I feel much the same way about raking leaves as I do about grocery shopping—I dread it, I avoid it, I think that I hate it, but when I’m actually doing it it’s pretty fun, and afterwards it’s gratifying—especially if I’ve gotten to shop somewhere loaded with organic produce and short on crazy junk food. (Don’t get me wrong, I do love me some crazy junk food, I just don’t like to be bombarded by it—or by the cartoony mega-corporate packaging or loud overhead muzak associated with it. My ideal grocery store would carry all organic, fresh, local everything—plus Quaker Oat Squares, Wheaties, cinnamon Pop Tarts, Tostitos brand corn chips, and the occasional block of Velveeta with which to make cheese dip. Oh, also Kit-Kats, Coca-Cola, and Budweiser.)

When it comes to leaf raking, I appreciate a dry, level yard with minimal ground shrubbery or evergreens for the leaves to get tangled up in—all things I took for granted when I lived in Iowa. Just as I took for granted “leaf collection day” on which a large truck with a giant hose comes along and sucks up all the leaves you’ve piled by the curb and takes them off to the mulch factory or whatever.

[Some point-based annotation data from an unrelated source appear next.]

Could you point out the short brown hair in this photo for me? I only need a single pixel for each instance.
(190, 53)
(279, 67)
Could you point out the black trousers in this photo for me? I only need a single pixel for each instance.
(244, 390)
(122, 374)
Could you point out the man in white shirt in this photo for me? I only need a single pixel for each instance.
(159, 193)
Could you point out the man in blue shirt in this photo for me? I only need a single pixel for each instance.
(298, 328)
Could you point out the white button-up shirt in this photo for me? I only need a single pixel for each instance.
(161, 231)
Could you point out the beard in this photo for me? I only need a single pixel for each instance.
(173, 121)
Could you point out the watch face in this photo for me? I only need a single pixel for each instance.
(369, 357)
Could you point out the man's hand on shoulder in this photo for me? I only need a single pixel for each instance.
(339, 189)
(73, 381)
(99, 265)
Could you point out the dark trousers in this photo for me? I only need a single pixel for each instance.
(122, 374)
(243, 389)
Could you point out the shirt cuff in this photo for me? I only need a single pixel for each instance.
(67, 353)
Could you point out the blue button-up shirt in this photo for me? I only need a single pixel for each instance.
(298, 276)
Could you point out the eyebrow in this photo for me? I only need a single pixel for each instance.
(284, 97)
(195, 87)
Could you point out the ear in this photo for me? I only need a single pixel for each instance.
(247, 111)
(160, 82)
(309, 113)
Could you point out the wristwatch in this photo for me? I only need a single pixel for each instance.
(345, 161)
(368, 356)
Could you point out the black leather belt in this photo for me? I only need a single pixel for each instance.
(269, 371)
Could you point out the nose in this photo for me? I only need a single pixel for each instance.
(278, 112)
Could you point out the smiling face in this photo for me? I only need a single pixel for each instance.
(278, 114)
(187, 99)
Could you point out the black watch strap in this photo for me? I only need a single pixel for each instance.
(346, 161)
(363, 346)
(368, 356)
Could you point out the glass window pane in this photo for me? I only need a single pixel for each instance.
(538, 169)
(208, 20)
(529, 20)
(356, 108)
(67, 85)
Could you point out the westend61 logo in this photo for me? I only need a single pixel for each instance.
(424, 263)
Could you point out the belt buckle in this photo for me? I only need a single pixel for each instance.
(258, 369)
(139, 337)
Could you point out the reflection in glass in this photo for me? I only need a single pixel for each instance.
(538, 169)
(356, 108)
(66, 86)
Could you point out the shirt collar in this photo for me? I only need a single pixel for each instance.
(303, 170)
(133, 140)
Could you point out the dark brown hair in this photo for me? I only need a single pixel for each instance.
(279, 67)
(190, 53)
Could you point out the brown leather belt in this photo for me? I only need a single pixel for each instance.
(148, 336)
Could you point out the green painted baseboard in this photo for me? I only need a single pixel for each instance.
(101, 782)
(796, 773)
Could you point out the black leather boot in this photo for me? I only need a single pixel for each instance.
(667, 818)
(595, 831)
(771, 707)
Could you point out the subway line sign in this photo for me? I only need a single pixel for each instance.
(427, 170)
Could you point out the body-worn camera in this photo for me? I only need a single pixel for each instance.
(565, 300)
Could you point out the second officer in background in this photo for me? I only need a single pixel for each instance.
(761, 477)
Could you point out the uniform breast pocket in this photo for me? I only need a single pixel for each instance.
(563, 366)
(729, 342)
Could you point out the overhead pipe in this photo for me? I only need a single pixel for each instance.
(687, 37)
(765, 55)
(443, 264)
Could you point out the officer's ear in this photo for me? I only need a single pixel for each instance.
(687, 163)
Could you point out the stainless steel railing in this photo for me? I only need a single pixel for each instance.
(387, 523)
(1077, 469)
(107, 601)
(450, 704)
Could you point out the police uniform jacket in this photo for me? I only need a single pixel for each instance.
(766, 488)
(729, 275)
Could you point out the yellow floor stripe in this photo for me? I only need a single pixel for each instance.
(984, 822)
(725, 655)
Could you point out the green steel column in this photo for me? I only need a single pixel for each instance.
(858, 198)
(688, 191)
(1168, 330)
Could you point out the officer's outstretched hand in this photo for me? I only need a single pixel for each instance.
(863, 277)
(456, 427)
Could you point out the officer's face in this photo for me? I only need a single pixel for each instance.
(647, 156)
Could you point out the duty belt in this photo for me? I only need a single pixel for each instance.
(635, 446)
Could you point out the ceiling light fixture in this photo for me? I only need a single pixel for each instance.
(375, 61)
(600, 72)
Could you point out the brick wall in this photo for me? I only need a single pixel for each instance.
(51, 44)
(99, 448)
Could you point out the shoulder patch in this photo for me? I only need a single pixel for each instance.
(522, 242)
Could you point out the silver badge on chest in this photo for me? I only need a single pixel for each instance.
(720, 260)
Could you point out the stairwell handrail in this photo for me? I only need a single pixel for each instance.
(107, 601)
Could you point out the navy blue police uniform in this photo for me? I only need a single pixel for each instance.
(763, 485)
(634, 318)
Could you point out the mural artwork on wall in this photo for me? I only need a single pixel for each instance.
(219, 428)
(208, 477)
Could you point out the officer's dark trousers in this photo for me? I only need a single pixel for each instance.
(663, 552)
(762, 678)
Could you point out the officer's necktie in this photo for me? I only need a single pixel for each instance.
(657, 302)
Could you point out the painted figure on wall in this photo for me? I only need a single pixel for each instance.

Our yard is wet, severely steep, and loaded with evergreens and ground shrubbery—not to mention a very, very old, beautiful and prolific maple and a very, very, very old, beautiful and prolific cherry tree. The maple and cherry trees are, in fact, my favorite things about living in this house, which much of the time I am of mixed minds and feelings about. I love that it’s an old craftsman, and I love that there are so many windows—I just don’t love that it’s so dark despite the windows (or so drafty because of them) or that the yard is so steep I worry about my child falling to her death whenever we’re in it or that there are rats in the back yard or that getting to the car from the house involves a billion steps in either direction or that every improvement that’s ever been made to the house has been done piecemeal and patchworky and not at all matching. I also really, really, really don’t like the kitchen or… well… I could go on, but I won’t. The point is, everyone else LOVES my house—my husband, his parents, my parents, his friends, my friends—pretty much everyone but me, the person who spends the most time in it, trying to raise a small child without her getting hurt or me losing my mind.

ANYway, the point of all this is that while historically I’ve liked doing yard work, I’ve discovered that working in a dangerously steep yard with a two-year-old underfoot is terrifying and very slow going. And more to the point, working on this particular yard makes me bitchy. It funnels all my resentments and compromises and annoyances into one big tornado of pissiness—which is why I put out the call on neighborhood listserv for teenagers looking to make a little cash by raking leaves. Twenty dollars a pop is a small price to pay for bitchiness reduction—not to mention leaf removal.

It turns out teens in Seattle—at least in our upper-middle-class section of it—aren’t so keen on raking up soppy, mossy, heavy leaves on a Sunday afternoon. My posting got one bite, and it wasn’t the teen himself who responded but his mom offering up his services.

I thought nothing of it until they stood in my doorway and the mom gently asked her adorably/painfully gawky 13-year-old if he’d like her to stick around while he got started and he said, “I want you to stay the whole time because it was your idea and I don’t want to be doing this in the first place.”

Ahem.

Perfect.

Just what I had in mind. A 13-year-old and his mom raking my yard all afternoon.

Well, at least I’m no longer alone in my surliness toward our yard. And while I can’t think of much worse company than an angry, strong-armed, disempowered 13-year-old boy with terrible people skills, at least I’m not totally alone.